Maya returned from her sweep of the perimeter. "The back exit from the kitchen leads to a service hallway," she reported. "Looks clear. It connects back to the main stairwell." She glanced at the pile of supplies they were accumulating. "Good. We'll need the calories."

As Leo was clearing the last shelf in the pantry, his hand brushed against a small, leather-bound notebook tucked behind a box of sugar packets. It wasn't a standard-issue kitchen log. He picked it up. A journal. He flipped it open. The last entry was written in a shaky, spidery hand.

Day 2. The screaming stopped a few hours ago. I think there's about a dozen of us left on this floor. We barricaded the doors, but… something is out there. Not the little green things from yesterday. Something else. It doesn't make a sound. Jim went to check the barricade an hour ago. He just… screamed. One quick scream. When we looked, he was just… deflating. Like a balloon. God help us. It's hungry.

Leo's chest tightened. He closed the book, his hand trembling slightly. These people hadn't just been victims. They had been survivors. They had fought. They had hoped. And then their [Bio-Energy] had been set to zero.

He shoved the journal into his pocket. A grim reminder.

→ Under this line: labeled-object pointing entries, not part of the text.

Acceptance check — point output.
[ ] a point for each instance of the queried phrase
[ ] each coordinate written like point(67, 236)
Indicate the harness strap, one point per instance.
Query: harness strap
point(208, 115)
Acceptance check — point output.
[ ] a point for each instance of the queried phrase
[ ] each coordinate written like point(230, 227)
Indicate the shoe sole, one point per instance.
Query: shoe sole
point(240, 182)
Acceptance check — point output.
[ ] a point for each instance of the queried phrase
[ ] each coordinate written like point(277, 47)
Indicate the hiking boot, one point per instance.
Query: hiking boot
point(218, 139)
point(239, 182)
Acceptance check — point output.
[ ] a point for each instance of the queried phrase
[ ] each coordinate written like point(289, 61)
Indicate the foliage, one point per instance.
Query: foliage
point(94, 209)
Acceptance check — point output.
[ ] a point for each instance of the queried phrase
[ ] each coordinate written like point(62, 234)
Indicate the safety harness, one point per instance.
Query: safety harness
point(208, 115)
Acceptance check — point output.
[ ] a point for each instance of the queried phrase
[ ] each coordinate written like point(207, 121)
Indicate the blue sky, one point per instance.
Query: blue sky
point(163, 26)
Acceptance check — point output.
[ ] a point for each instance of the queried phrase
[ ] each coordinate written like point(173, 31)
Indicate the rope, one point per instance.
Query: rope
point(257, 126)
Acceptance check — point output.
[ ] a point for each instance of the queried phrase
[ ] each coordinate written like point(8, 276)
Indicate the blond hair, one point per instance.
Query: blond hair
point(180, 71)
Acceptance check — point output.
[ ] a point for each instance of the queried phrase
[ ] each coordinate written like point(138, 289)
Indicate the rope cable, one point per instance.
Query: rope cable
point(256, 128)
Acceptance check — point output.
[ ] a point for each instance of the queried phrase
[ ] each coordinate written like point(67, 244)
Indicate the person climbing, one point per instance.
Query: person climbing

He walked back out into the main cafeteria. Ben had managed to get a few more lights on, running them off a series of interlinked backup batteries. The room was now brightly, horribly lit, revealing the true extent of the carnage. The dried husks of the former employees, their faces locked in silent screams, seemed to watch them.

"Okay," Chloe said, zipping a second full duffel bag. "I think this is it. We have enough food and water for at least a week, maybe more if we're careful. The first-aid supplies are topped up." She looked at the team, her gaze lingering on each of them. "We did good."

It was true. They had faced a nightmare and won. They were stronger, better equipped, and hope—fragile as spider silk but there, undeniably there—threaded through the group.

But as Leo looked at the barricaded doors, a new kind of dread settled in. They had a fortress. They had supplies. For the first time since G-Day, they were relatively safe.

"So… what now?" Ben asked, the question hanging in the air. "Do we… stay here? Fortify this place?"

It was the sensible option. The safe option. A defensible position, a stockpile of resources. It was everything they had been fighting for.

And Leo knew, with a certainty that chilled him to the bone, that it was the worst thing they could possibly do. Because he understood the System now. It wasn't just a disaster. It was a program. And programs had updates. They had patches. And sometimes… they had scheduled purges for processes that had stopped responding.

Hiding was just waiting to be deleted.